I spent some time testing Python-based tooling for BIP39, SLIP-10, and BIP44 key derivation in the context of Namada. Below is a detailed summary of what works well, what works partially, and what currently cannot be done in Python due to missing specifications or SDK components.


What Works Well:

Python (with bip_utils, pycryptodome, bech32, base58, etc.) can fully handle the following:

  1. BIP39 mnemonic generation and validation
    Both 12-word and 24-word mnemonics work fine. Validation is reliable, seed generation is correct.

  2. SLIP-10 Ed25519 master key derivation
    Using bip_utils, SLIP-10 Ed25519 master keys and hardened child paths can be derived without any issues.

  3. Cosmos / Osmosis key derivation (m/44’/118’/0’/0/0)
    Derivation works perfectly. Python produces valid secp256k1 private keys and Bech32 (cosmos1… / osmo1…) addresses.

(If Bip44Coins.OSMOSIS is missing, Bip44Coins.COSMOS works as a drop-in replacement.)

  1. Ethereum derivation (m/44’/60’/0’/0/0)
    ECDSA secp256k1 keys and checksummed Ethereum addresses are derived correctly.
    This covers USDC / USDT / DAI on ERC-20.

  2. Namada transparent key derivation (SLIP-10 Ed25519)
    The hardened path
    m/44’/877’/0’/0’/0’
    works correctly in Python.
    Python successfully produces valid raw Ed25519 private and public keys for transparent accounts.


What Works, But With Limitations:

  1. Creating a fully valid Namada transparent address
    Python can derive the raw keypair (priv/pub) but cannot transform the public key into a complete Namada transparent address because the encoding scheme is Namada-specific and not publicly documented.
    There is no official Python SDK for this, so final address construction requires the Rust codebase or the Namada CLI.

  2. Using seed phrases generated by some JS wallets (e.g., Leap)
    Some multi-coin wallets use non-standard or modified mnemonic formats.
    Python BIP39 validation rejects these as invalid.
    Only strict BIP39 mnemonics are supported.

  3. Osmosis coin constants in bip_utils
    Depending on the version of bip_utils, Bip44Coins.OSMOSIS may be missing.
    Fallback to COSMOS works, but the library itself is inconsistent across versions.


What Does Not Work At All:

  1. Shielded (Sapling) keys for Namada
    Namada shielded accounts rely on Sapling (ZIP-32, proving keys, note commitments, nullifiers).
    There is no Python implementation, no documentation, and no available Sapling/halo2 bindings.
    Therefore:
    Shielded key generation or recovery in Python is impossible.

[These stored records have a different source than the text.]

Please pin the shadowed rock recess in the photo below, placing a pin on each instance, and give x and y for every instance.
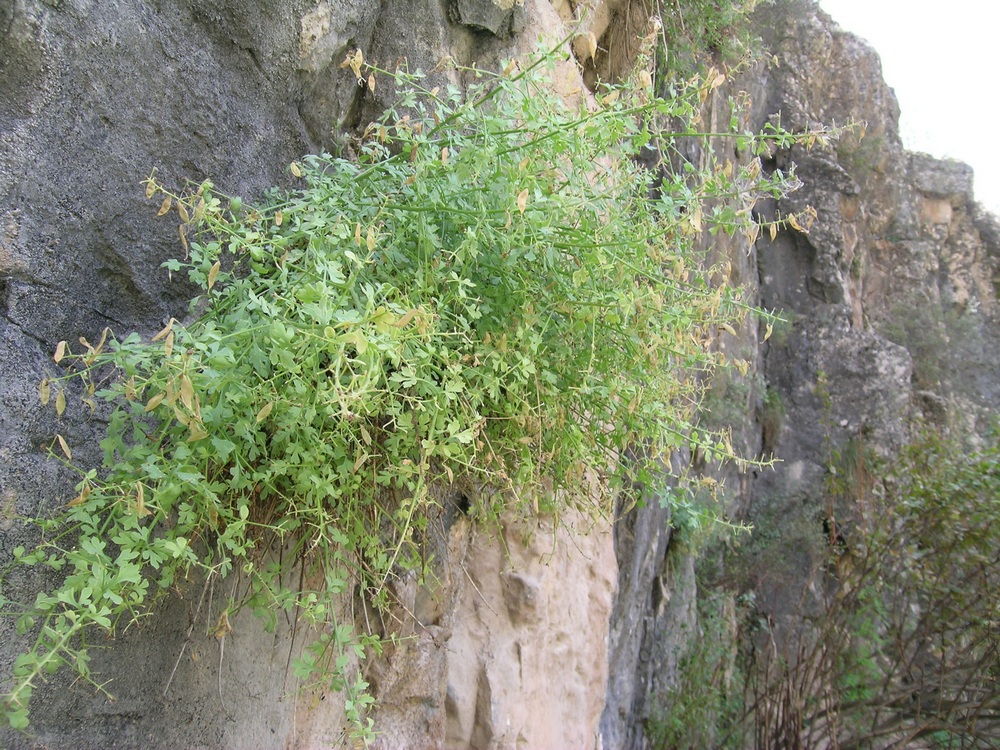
(555, 639)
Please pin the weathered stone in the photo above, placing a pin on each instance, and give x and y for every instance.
(941, 178)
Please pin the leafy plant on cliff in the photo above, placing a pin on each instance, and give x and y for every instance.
(487, 294)
(904, 648)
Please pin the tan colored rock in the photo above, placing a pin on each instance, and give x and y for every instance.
(519, 658)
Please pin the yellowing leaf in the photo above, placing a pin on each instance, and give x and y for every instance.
(166, 329)
(154, 402)
(198, 431)
(65, 447)
(103, 341)
(187, 392)
(213, 273)
(407, 317)
(696, 219)
(140, 502)
(265, 410)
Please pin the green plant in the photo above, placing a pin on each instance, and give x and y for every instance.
(485, 295)
(903, 647)
(699, 32)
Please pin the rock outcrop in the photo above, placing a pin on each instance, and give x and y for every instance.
(529, 637)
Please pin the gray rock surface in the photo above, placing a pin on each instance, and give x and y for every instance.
(894, 284)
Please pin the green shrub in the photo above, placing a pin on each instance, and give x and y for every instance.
(485, 295)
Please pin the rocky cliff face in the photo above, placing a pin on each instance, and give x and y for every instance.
(530, 637)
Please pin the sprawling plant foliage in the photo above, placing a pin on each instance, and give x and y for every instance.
(906, 645)
(488, 292)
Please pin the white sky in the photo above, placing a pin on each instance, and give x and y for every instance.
(941, 60)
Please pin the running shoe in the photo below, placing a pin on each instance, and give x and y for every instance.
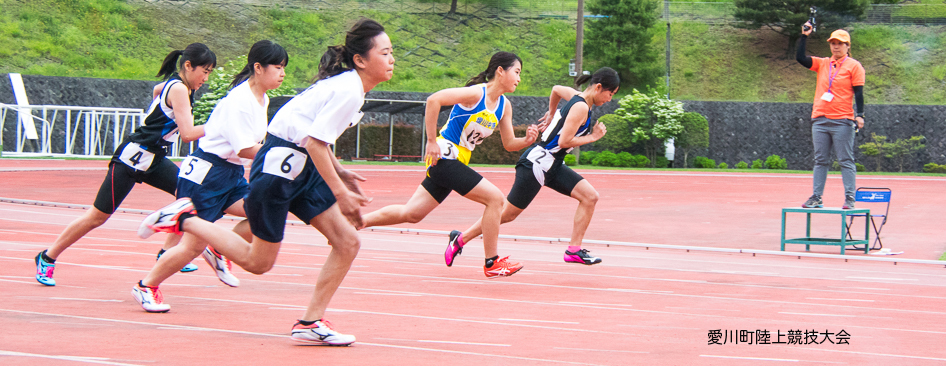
(453, 247)
(44, 270)
(190, 267)
(165, 219)
(502, 268)
(150, 298)
(813, 202)
(848, 203)
(581, 256)
(320, 333)
(221, 265)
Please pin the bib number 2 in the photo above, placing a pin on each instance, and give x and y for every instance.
(284, 162)
(136, 157)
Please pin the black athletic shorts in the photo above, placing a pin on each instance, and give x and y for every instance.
(559, 178)
(450, 175)
(121, 178)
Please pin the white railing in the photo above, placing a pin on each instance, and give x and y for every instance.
(73, 131)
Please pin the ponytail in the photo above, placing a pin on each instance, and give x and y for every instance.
(265, 53)
(606, 76)
(506, 60)
(197, 53)
(358, 41)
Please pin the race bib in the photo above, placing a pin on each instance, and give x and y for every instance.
(541, 163)
(136, 157)
(284, 162)
(194, 169)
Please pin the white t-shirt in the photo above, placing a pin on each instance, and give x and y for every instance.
(323, 111)
(236, 123)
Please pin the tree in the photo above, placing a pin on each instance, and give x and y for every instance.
(787, 16)
(621, 40)
(652, 120)
(695, 134)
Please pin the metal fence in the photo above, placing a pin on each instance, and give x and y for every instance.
(72, 131)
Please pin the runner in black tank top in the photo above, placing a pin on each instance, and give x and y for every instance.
(142, 157)
(542, 165)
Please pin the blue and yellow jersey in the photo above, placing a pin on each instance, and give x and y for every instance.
(467, 128)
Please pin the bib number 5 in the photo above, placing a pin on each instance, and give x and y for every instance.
(284, 162)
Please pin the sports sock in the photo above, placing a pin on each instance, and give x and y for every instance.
(47, 259)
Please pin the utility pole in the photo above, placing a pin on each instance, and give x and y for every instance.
(580, 39)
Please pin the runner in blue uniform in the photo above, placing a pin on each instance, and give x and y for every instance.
(295, 171)
(141, 158)
(542, 165)
(212, 176)
(478, 108)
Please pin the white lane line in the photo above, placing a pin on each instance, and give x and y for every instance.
(538, 321)
(588, 350)
(882, 278)
(77, 299)
(751, 358)
(591, 303)
(466, 343)
(822, 298)
(837, 315)
(183, 327)
(97, 360)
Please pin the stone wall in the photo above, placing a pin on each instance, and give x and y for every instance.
(739, 131)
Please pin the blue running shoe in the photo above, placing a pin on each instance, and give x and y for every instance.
(44, 270)
(190, 267)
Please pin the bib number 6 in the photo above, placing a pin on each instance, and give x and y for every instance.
(284, 162)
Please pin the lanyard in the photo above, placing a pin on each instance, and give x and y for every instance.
(831, 77)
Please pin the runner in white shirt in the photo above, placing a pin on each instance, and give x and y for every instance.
(212, 177)
(295, 171)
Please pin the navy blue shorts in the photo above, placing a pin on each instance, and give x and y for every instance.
(222, 186)
(283, 179)
(559, 178)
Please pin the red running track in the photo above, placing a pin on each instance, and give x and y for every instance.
(638, 307)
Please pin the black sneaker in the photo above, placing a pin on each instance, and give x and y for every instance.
(581, 256)
(813, 202)
(848, 203)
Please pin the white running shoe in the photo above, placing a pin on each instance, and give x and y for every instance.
(320, 333)
(165, 219)
(150, 298)
(221, 266)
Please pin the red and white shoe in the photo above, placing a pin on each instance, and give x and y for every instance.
(150, 298)
(222, 266)
(502, 268)
(320, 333)
(165, 219)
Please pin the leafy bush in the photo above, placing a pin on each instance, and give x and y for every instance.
(934, 168)
(775, 162)
(570, 160)
(704, 162)
(606, 158)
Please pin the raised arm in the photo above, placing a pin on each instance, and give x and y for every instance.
(179, 100)
(508, 134)
(466, 96)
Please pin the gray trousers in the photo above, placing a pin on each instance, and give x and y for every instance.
(839, 135)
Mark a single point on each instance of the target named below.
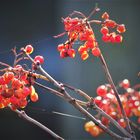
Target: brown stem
(23, 115)
(134, 125)
(109, 78)
(78, 104)
(72, 101)
(114, 122)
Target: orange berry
(121, 28)
(105, 15)
(29, 49)
(104, 30)
(96, 52)
(84, 55)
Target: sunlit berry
(122, 122)
(89, 125)
(8, 76)
(95, 131)
(39, 59)
(60, 47)
(121, 28)
(16, 84)
(113, 37)
(84, 55)
(104, 30)
(2, 80)
(63, 53)
(125, 83)
(110, 23)
(34, 97)
(29, 49)
(7, 93)
(118, 38)
(96, 51)
(101, 90)
(22, 103)
(71, 53)
(105, 15)
(82, 49)
(106, 38)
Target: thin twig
(24, 116)
(109, 78)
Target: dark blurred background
(33, 22)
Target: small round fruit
(101, 90)
(39, 59)
(29, 49)
(96, 52)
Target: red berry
(104, 30)
(2, 80)
(8, 76)
(16, 84)
(106, 38)
(39, 59)
(84, 55)
(101, 90)
(122, 123)
(118, 38)
(60, 47)
(96, 51)
(63, 53)
(71, 53)
(82, 49)
(121, 28)
(29, 49)
(95, 131)
(97, 100)
(105, 15)
(113, 37)
(34, 97)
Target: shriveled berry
(96, 51)
(104, 30)
(82, 49)
(106, 38)
(63, 53)
(101, 90)
(121, 28)
(105, 15)
(29, 49)
(71, 53)
(118, 38)
(110, 23)
(60, 47)
(39, 59)
(84, 55)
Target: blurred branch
(24, 116)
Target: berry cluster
(107, 24)
(38, 59)
(106, 100)
(15, 88)
(78, 29)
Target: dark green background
(34, 22)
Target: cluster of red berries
(112, 37)
(15, 89)
(106, 100)
(78, 29)
(38, 59)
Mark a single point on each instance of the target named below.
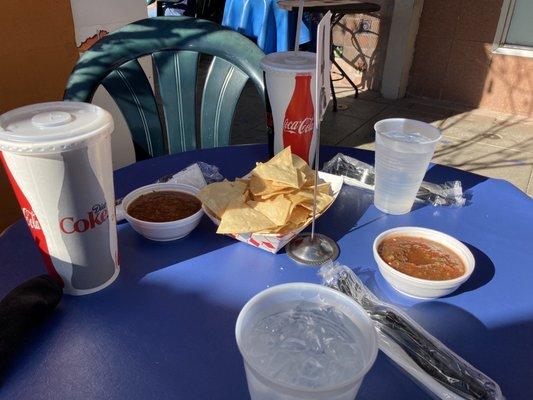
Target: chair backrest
(163, 120)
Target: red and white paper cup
(290, 80)
(58, 159)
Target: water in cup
(307, 345)
(403, 151)
(304, 341)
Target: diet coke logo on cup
(97, 216)
(31, 219)
(298, 127)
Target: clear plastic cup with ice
(305, 341)
(404, 148)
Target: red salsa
(164, 206)
(421, 258)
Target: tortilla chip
(279, 170)
(218, 195)
(241, 218)
(277, 209)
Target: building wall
(453, 60)
(38, 52)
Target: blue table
(272, 27)
(165, 328)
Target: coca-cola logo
(31, 219)
(95, 217)
(298, 127)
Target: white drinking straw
(299, 25)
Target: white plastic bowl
(163, 231)
(424, 288)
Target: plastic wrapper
(358, 173)
(430, 363)
(198, 175)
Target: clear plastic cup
(282, 298)
(404, 148)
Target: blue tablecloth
(165, 328)
(271, 27)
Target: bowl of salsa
(422, 262)
(163, 211)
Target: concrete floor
(477, 140)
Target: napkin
(23, 309)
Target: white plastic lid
(290, 61)
(52, 127)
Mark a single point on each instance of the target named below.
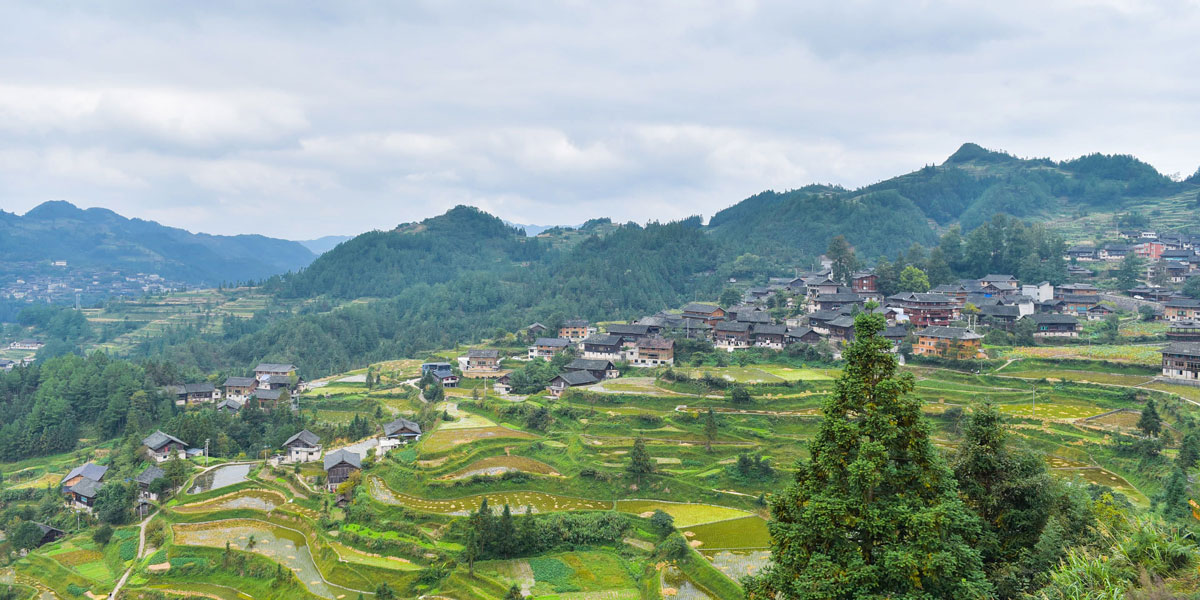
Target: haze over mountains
(793, 226)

  2. Namada transaction creation and signing
    Python cannot build or sign Namada transactions of any kind.
    The following are not possible:

transparent transfers

shielded transfers

unshielding

staking/bonding

IBC transfers

fee calculation

message serialization

Namada uses a custom serialization format and custom logic for signatures, which is only implemented in Rust.

  1. Parsing or generating Namada wallet files (wallet.toml / wallet.json)
    These files contain Namada-specific structures:

key IDs

nullifier sets

note commitments

Sapling metadata

encoding formats not documented publicly

Python tooling cannot reproduce or parse these formats.


Overall Summary:

Python is fully capable of generating BIP39 mnemonics, deriving seeds, and producing SLIP-10 Ed25519 keys. This means transparent Namada keys can be produced correctly from a BIP39 seed. Python also handles Cosmos, Osmosis, and Ethereum derivation reliably.

However, Python cannot construct actual Namada transparent addresses, cannot work with shielded accounts at all, cannot serialize or sign Namada transactions, and cannot interpret or create Namada wallet files. All higher-level Namada functionality (transactions, IBC, shielded logic) is currently locked inside the Rust SDK with no available cross-language documentation.

To make Python tooling feasible, Namada would need to publish:

  1. A full transparent-address encoding specification

  2. A public specification for key formats (transparent + shielded)

  3. Documentation for transaction serialization and signing

  4. A minimal Python or JS SDK exposing key handling and message building

Until that happens, Python can only be used for key derivation, not for interacting with the Namada network.